The hypocrisy of the zero-day exploit trade
In the high-priced market of exploit sales, developers resist government regulations -- but are more than happy when one wants to open its coffers to them.
The debate around the sale of vulnerabilities and exploits is again playing out within the security community, and this time it comes with a new twist.
It's really an old debate, one which heated up in 2009 when a group of well-known researchers announced their "No More Free Bugs" intention to the crowd at the annual CanSecWest hacker show in Vancouver.
At the time, Dino Dai Zovi, Alex Sotirov and Charlie Miller, annoyed that vulnerability hunters weren't being properly compensated for their discoveries, reacted, in true capitalistic spirit, by telling the world that they just want to get paid.
But since then, the conversation has taken on a much different tone. Remember, back in 2009, the scale of the advanced persistent threat and spy viruses weren't yet realized. There was no Stuxnet, no Flame, no Gauss. But as nation-states, prominent among them the United States, began using cyber weaponry and engaging in a modern-day arms race, governments now are paying a pretty penny for zero-day exploits, which are those attacks and threats for which there is no defense. In other words, today's researchers are selling the exploits to people who presumably want to use them, not fix them.
It's necessary to underscore the immensity of this fundamental shift. Researchers seemingly are becoming very incentivized to find vulnerabilities and create exploits that governments can use to launch attacks. As such, they appear to be becoming less incentivized to find these same vulnerabilities – and report them to the affected vendor for patching, even as bug bounty programs become more prominent.

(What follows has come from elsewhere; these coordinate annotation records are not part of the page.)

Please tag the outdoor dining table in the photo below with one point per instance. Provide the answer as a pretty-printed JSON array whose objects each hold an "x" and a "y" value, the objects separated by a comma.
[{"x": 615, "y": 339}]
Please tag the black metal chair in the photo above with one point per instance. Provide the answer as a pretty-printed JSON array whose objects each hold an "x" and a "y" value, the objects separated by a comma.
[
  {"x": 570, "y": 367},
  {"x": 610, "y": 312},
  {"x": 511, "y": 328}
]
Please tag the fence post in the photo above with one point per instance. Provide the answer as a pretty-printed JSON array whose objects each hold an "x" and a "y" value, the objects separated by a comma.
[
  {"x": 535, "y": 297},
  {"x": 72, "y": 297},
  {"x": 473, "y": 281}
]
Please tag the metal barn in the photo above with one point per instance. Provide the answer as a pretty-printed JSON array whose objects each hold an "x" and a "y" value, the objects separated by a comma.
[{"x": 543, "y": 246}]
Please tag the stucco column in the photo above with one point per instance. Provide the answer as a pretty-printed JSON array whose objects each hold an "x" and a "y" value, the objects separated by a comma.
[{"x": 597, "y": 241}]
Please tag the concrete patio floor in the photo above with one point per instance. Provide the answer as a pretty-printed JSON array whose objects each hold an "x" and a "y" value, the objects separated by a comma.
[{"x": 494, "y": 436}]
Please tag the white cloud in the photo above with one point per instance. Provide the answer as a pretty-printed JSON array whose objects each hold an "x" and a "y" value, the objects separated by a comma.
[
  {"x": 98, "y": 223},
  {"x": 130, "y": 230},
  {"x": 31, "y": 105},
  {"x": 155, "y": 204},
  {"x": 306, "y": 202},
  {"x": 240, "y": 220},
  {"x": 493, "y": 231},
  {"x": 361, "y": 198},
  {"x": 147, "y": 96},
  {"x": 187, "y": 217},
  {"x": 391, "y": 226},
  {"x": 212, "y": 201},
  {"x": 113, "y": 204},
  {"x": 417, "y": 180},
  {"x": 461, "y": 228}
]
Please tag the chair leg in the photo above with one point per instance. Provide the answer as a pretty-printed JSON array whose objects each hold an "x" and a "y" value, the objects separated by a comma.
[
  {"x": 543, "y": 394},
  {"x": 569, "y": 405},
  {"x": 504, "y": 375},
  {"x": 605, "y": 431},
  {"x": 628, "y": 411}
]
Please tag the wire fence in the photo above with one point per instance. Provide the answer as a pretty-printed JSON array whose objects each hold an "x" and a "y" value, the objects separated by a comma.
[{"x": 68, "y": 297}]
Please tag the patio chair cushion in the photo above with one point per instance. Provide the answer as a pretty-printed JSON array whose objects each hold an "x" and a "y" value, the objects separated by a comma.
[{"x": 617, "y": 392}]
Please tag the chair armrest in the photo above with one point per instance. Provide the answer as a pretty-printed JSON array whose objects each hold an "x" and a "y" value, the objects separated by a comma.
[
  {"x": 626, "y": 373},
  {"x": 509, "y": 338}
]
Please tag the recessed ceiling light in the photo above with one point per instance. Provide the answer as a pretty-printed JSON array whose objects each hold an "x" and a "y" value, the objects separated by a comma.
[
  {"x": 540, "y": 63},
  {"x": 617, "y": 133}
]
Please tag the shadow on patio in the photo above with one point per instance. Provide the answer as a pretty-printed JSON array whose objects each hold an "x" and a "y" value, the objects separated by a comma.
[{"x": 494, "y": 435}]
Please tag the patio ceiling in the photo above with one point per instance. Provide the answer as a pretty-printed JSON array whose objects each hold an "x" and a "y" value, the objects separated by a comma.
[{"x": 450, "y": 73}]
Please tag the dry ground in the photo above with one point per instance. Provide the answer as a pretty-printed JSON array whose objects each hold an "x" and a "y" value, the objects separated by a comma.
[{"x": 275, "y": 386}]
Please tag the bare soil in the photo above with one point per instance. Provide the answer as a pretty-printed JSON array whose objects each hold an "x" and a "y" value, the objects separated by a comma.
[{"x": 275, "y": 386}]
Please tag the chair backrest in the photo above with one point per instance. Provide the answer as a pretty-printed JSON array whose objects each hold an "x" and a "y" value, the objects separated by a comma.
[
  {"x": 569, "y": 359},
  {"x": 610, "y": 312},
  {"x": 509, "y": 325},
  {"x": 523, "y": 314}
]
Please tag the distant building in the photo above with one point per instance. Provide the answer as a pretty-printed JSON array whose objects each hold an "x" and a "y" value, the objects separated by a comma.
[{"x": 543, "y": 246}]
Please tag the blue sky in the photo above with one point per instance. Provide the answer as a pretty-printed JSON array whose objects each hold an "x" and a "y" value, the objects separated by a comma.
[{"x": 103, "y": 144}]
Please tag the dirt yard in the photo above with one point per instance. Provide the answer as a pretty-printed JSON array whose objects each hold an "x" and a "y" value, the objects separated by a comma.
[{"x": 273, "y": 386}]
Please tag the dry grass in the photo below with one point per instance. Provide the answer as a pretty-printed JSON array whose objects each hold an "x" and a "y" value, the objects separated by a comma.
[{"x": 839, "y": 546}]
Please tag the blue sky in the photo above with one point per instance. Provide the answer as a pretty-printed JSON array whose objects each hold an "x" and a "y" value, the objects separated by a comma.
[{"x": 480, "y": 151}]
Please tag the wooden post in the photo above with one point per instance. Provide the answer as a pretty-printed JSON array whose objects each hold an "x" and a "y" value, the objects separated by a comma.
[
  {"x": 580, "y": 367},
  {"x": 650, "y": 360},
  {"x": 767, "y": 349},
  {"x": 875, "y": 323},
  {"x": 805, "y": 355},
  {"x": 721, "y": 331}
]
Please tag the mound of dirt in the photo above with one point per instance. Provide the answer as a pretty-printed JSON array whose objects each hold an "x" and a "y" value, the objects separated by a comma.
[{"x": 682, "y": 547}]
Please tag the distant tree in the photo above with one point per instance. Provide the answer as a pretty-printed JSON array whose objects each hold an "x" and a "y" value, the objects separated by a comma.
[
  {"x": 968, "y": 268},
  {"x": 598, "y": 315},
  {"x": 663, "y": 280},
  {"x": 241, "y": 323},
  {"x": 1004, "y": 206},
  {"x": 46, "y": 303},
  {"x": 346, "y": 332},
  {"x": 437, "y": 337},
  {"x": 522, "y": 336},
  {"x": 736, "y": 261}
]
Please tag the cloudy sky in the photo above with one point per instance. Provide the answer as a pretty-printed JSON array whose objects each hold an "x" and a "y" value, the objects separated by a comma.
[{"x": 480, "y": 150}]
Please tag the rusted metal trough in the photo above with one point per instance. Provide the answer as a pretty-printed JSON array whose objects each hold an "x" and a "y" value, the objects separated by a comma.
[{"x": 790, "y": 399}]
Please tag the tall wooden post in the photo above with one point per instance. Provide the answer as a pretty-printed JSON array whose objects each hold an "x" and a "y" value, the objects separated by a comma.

And what it has created is a new breed of researcher who is also part mercenary -- someone who can earn hundreds of thousands of dollars by selling their discoveries to the highest government bidder. Most known of this group is France-based Vupen Security, which won a series of hacking contests at this year's CanSecWest event, but chose not to enter the competitions where they'd have to reveal the details of their exploits, opting instead to save those treasures for a government agency, better known as their deep-pocketed customers.
As Andy Greenberg of Forbes reported about Vupen in March, its business model is a risky endeavor:
It's this mindset that has prompted concern from the Electronic Frontier Foundation (EFF), an internet civil liberties group, which argued in a March blog post that the researchers and government buyers involved in these deals are both responsible for making the internet less safe.
Believing the group was implying that government regulations were necessary to oversee exploit sales, some coders felt attacked by the EFF (check out the thread here), which regularly advocates on behalf of security researchers.
As a result, the debate over exploit sales has now morphed beyond money and into a conversation around personal freedom and libertarianism.
Some researchers consider any attempt to regulate the exploit trade to be an attack on the free market. They believe they have a right to sell their research to any viable buyer – even if that's another government. And anything that prevents them from doing that is an unfair infringement on their basic rights.
David Maynor, founder and CTO of Errata Security, a vulnerability services company, is the most recent person to run with this argument.
Maynor's remarks sound like when Goldman Sachs CEO Lloyd Blankfein famously said that he and his firm were doing "God's work."
Let's continue with the Wall Street theme for a moment and compare it with the exploit market. The 2008 financial collapse -- from which the country hasn't come to close recovering -- underscored an extreme and desperate need for regulations. But these regulations have barely come, and the ones that have are token gestures at best.
Like Wall Street honchos, some exploit developers are wholeheartedly opposed to the government meddling in their business affairs. But just like Wall Street, they're more than happy to accept
government taxpayer money. That strikes me as hypocritical, but it also may create a market imbalance.
The government shouldn't be buying 0day in secret as it upsets the market with public money. It's basically welfare for already rich people.— Jacob Appelbaum (@ioerror) August 15, 2012
Some researchers, even ones who have admitted to selling exploits to governments for a handsome sum, suggest that the pricing signals that Appelbaum speaks of must change.
But what makes the trade of zero-days perhaps even more shadowy is that there is virtually no transparency around the process. At least the American public knew how much moolah it had to cough up to ensure that the banks were, indeed, too big to fail.
The fact researchers sell exploits to the government is bad for everyone, but is predictable given the dynamics of the vulnerability market.— Charlie Miller (@0xcharlie) August 14, 2012
@jcran As an initial matter, I'd like to see mandatory reporting of sales (buyer,seller,$). Obviously, not with details of the actual vuln.
— Christopher Soghoian (@csoghoian) August 15, 2012
The irony of the situation is that regulations around exploit sales would force the government to stay in check too, not just the sellers, as they are among the biggest buyers.
More to come from this saga, and I don't claim to have all the answers. Exploit hunters certainly have a right to profit from their discoveries, but I just hope transparency wins out. Because when we're talking about governments buying high-powered, offensive cyber weaponry that could -- and apparently easily -- fall into the wrong hands or result in collateral damage, we're probably better off knowing about it.